Residuals can also be plotted for important input variables to understand how the values of a single input variable affect prediction errors. When plotted by PAY_0, the residuals confirm that the GBM is struggling to accurately predict cases where default status is not correlated with recent payment behavior in an obvious way. The residual plots for values of PAY_0 indicating timely payment behavior (e.g., use of revolving credit, pay duly, and no consumption) generally display the highest positive residuals and relatively small negative residuals.
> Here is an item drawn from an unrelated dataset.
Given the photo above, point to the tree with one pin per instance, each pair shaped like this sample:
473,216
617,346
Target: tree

Residuals for the other values of PAY_0, those that represent late recent payments, tend to show large negative residuals and relatively small positive residuals.

In [None]:
# sort for better organization in plot
sorted_ = test_yhat.sort_values(by='PAY_0')
sorted_.rename(columns={yhat: 'Predicted', 
                        'r_DEFAULT_NEXT_MONTH': 'Residual',
                        y: 'Default'}, 
               inplace=True)

# use Seaborn FacetGrid for convenience
sns.set(font_scale=1.2) 
sns.set_style('whitegrid', {'axes.grid': False})
sns.set_palette((sns.diverging_palette(255, 133, l=60, n=2, center='dark')))
g = sns.FacetGrid(sorted_, col='PAY_0', hue='Default', col_wrap=4)
_ = g.map(plt.scatter, 'Predicted', 'Residual', alpha=0.4)
_ = g.add_legend() 

#### Shutdown H2O
After using h2o, it's typically best to shut it down. However, before doing so, users should ensure that they have saved any h2o data structures, such as models and H2OFrames, or scoring artifacts, such as POJOs and MOJOs.

In [None]:
# be careful, this can erase your work!
h2o.cluster().shutdown()

**Conclusion**: The unconstrained GBM in this notebook makes predictable mistakes, that are plainly obvious after applying straightforward explanation and model debugging techniques. This model is explainable, but not trustworthy.